Rethinking Risk for Greater Impact
For funders seeking to maximize impact, the path forward requires four fundamental shifts:
- Focus on net assets, not just the budget. Balance sheet strength is fundamental to sustainable mission delivery. This begins with training your team to read the financial statements of their grantees and identify the strength (or lack thereof) of their net assets in the context of their mission and lines of business. Funders should design an underwriting process that not only assesses an organization’s mission alignment and staff capacity but also includes a review of the balance sheet’s role in achieving its goals.
- Consider the risk that short-term, restricted funding may create for nonprofits.
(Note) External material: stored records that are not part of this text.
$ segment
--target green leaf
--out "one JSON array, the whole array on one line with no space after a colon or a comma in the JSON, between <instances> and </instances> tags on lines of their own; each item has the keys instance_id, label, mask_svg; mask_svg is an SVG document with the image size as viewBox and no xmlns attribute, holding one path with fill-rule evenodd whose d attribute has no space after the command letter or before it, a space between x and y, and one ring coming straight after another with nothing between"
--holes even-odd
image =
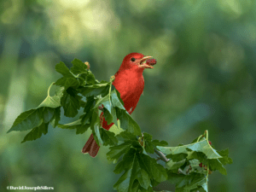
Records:
<instances>
[{"instance_id":1,"label":"green leaf","mask_svg":"<svg viewBox=\"0 0 256 192\"><path fill-rule=\"evenodd\" d=\"M61 104L64 108L64 115L67 117L76 116L79 113L79 109L80 108L79 101L67 92L64 93L61 99Z\"/></svg>"},{"instance_id":2,"label":"green leaf","mask_svg":"<svg viewBox=\"0 0 256 192\"><path fill-rule=\"evenodd\" d=\"M74 59L72 61L73 67L70 68L70 71L75 75L81 73L88 73L87 70L88 67L82 62L80 60Z\"/></svg>"},{"instance_id":3,"label":"green leaf","mask_svg":"<svg viewBox=\"0 0 256 192\"><path fill-rule=\"evenodd\" d=\"M44 123L49 123L55 115L55 108L43 108L43 120Z\"/></svg>"},{"instance_id":4,"label":"green leaf","mask_svg":"<svg viewBox=\"0 0 256 192\"><path fill-rule=\"evenodd\" d=\"M195 143L189 145L183 145L178 147L157 147L161 152L166 154L187 154L188 149L202 152L204 153L208 159L218 159L221 156L217 153L217 151L211 147L208 142L206 139L203 139L201 142Z\"/></svg>"},{"instance_id":5,"label":"green leaf","mask_svg":"<svg viewBox=\"0 0 256 192\"><path fill-rule=\"evenodd\" d=\"M121 166L119 166L121 165ZM147 189L151 182L148 173L143 170L137 160L136 149L131 148L119 162L118 169L123 168L125 173L120 177L118 182L113 185L118 191L131 191L133 183L136 180L139 182L141 187ZM120 172L120 170L116 172Z\"/></svg>"},{"instance_id":6,"label":"green leaf","mask_svg":"<svg viewBox=\"0 0 256 192\"><path fill-rule=\"evenodd\" d=\"M21 113L7 133L13 131L23 131L39 126L43 123L42 111L43 108L40 108Z\"/></svg>"},{"instance_id":7,"label":"green leaf","mask_svg":"<svg viewBox=\"0 0 256 192\"><path fill-rule=\"evenodd\" d=\"M219 161L223 165L232 164L233 163L232 159L229 157L229 148L226 148L226 149L222 150L222 151L218 151L218 154L219 154L219 155L221 155L223 157L223 158L218 159Z\"/></svg>"},{"instance_id":8,"label":"green leaf","mask_svg":"<svg viewBox=\"0 0 256 192\"><path fill-rule=\"evenodd\" d=\"M168 176L166 169L163 166L158 164L156 160L147 154L142 154L138 156L138 161L141 166L144 167L144 170L147 170L150 173L151 177L157 182L161 183L167 179Z\"/></svg>"},{"instance_id":9,"label":"green leaf","mask_svg":"<svg viewBox=\"0 0 256 192\"><path fill-rule=\"evenodd\" d=\"M101 137L103 141L103 145L107 146L107 145L116 145L119 141L117 140L117 138L114 137L114 133L108 131L103 128L100 129L100 134L101 134Z\"/></svg>"},{"instance_id":10,"label":"green leaf","mask_svg":"<svg viewBox=\"0 0 256 192\"><path fill-rule=\"evenodd\" d=\"M69 72L69 69L67 67L64 62L61 61L60 63L55 65L56 72L62 74L64 77L73 78L73 75Z\"/></svg>"},{"instance_id":11,"label":"green leaf","mask_svg":"<svg viewBox=\"0 0 256 192\"><path fill-rule=\"evenodd\" d=\"M86 84L97 84L98 82L96 80L94 74L89 71L86 76Z\"/></svg>"},{"instance_id":12,"label":"green leaf","mask_svg":"<svg viewBox=\"0 0 256 192\"><path fill-rule=\"evenodd\" d=\"M91 108L93 107L94 102L95 102L95 99L93 96L87 97L86 105L84 109L84 114L83 114L79 117L79 119L82 119L83 125L89 123L89 120L91 118L91 115L92 115Z\"/></svg>"},{"instance_id":13,"label":"green leaf","mask_svg":"<svg viewBox=\"0 0 256 192\"><path fill-rule=\"evenodd\" d=\"M79 93L81 93L84 96L97 96L101 95L102 96L105 96L108 94L109 87L107 84L104 84L104 86L84 86L80 87L78 89Z\"/></svg>"},{"instance_id":14,"label":"green leaf","mask_svg":"<svg viewBox=\"0 0 256 192\"><path fill-rule=\"evenodd\" d=\"M218 170L221 174L227 175L226 169L223 166L223 164L218 159L208 160L209 169L212 171Z\"/></svg>"},{"instance_id":15,"label":"green leaf","mask_svg":"<svg viewBox=\"0 0 256 192\"><path fill-rule=\"evenodd\" d=\"M82 134L88 130L90 125L89 124L82 125L81 119L78 119L69 124L65 124L65 125L59 124L58 127L61 129L77 129L76 134Z\"/></svg>"},{"instance_id":16,"label":"green leaf","mask_svg":"<svg viewBox=\"0 0 256 192\"><path fill-rule=\"evenodd\" d=\"M118 146L113 146L109 148L109 152L107 154L107 159L110 161L115 163L121 155L126 153L127 150L131 148L131 143L122 143Z\"/></svg>"},{"instance_id":17,"label":"green leaf","mask_svg":"<svg viewBox=\"0 0 256 192\"><path fill-rule=\"evenodd\" d=\"M124 130L128 130L135 135L141 136L141 129L136 121L130 116L127 111L116 108L117 118L120 119L121 128Z\"/></svg>"},{"instance_id":18,"label":"green leaf","mask_svg":"<svg viewBox=\"0 0 256 192\"><path fill-rule=\"evenodd\" d=\"M143 132L143 137L145 140L145 150L147 153L154 154L154 148L156 148L156 146L166 146L168 145L168 143L166 141L160 142L159 140L154 140L152 141L152 136L148 133Z\"/></svg>"},{"instance_id":19,"label":"green leaf","mask_svg":"<svg viewBox=\"0 0 256 192\"><path fill-rule=\"evenodd\" d=\"M50 125L55 127L61 119L61 107L55 108L55 114L50 119Z\"/></svg>"},{"instance_id":20,"label":"green leaf","mask_svg":"<svg viewBox=\"0 0 256 192\"><path fill-rule=\"evenodd\" d=\"M65 90L67 90L68 87L75 87L78 88L79 86L79 82L74 78L61 78L55 82L56 85L63 86L65 87Z\"/></svg>"},{"instance_id":21,"label":"green leaf","mask_svg":"<svg viewBox=\"0 0 256 192\"><path fill-rule=\"evenodd\" d=\"M119 138L122 137L122 138L124 138L125 141L137 141L137 138L136 137L136 136L131 132L128 132L127 131L120 132L116 137Z\"/></svg>"},{"instance_id":22,"label":"green leaf","mask_svg":"<svg viewBox=\"0 0 256 192\"><path fill-rule=\"evenodd\" d=\"M38 138L40 138L42 136L42 133L44 133L44 135L46 135L46 133L48 132L48 123L42 123L39 126L33 128L29 133L27 133L23 141L21 142L26 142L26 141L33 141L36 140Z\"/></svg>"},{"instance_id":23,"label":"green leaf","mask_svg":"<svg viewBox=\"0 0 256 192\"><path fill-rule=\"evenodd\" d=\"M111 91L111 102L113 107L125 110L124 107L124 102L119 97L119 93L117 91L117 90L113 90Z\"/></svg>"},{"instance_id":24,"label":"green leaf","mask_svg":"<svg viewBox=\"0 0 256 192\"><path fill-rule=\"evenodd\" d=\"M46 98L44 100L44 102L38 107L38 108L41 107L49 107L49 108L55 108L61 106L61 98L63 96L63 90L64 90L64 87L61 87L60 89L57 89L55 96L47 96Z\"/></svg>"},{"instance_id":25,"label":"green leaf","mask_svg":"<svg viewBox=\"0 0 256 192\"><path fill-rule=\"evenodd\" d=\"M167 163L166 163L166 166L169 170L173 170L173 169L177 169L179 167L181 167L182 166L183 166L186 162L186 160L182 160L180 161L177 162L174 162L172 161L172 160L170 160Z\"/></svg>"},{"instance_id":26,"label":"green leaf","mask_svg":"<svg viewBox=\"0 0 256 192\"><path fill-rule=\"evenodd\" d=\"M95 107L93 108L97 108L103 102L105 103L104 108L107 108L111 113L110 100L109 100L109 96L108 95L107 95L106 96L104 96L102 98L100 98L96 102L96 103L95 104Z\"/></svg>"}]
</instances>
Evaluate whether restrictions actually enable grantees to operate programs efficiently and maximize impact. If you are providing general operating support, are you growing the organization’s balance sheet in parallel? Deepen your understanding of how an organization operates—both internally and in the communities it serves. Reflect on the full range of services and capacities necessary to achieve its impact and how the provision of additional funding for net assets can supplement both program and service delivery.
- Identify non-financial ways to support your grantees. Check in on grantees. Ask what services they need while being transparent about what you can offer. Candid conversations offer the platform to align the goals of both grant maker and grantee by ensuring that the funder understands the realities driving the grantee’s success and raising up all the elements that must be addressed to ensure the impact that both funders and grantees expect.
- Respond to the moment. The financial realities of this moment place a special premium on moving more quickly and creatively to address the ongoing challenges facing the social sector. Consider how new financial collaborations can overcome specific institutional constraints to move more funding faster.
As numerous studies and MacKenzie Scott’s giving have demonstrated, enterprise capital works. The nonprofit sector doesn’t need more guardrails—it needs funders willing to invest with the scale and patience necessary to solve society’s most vexing challenges.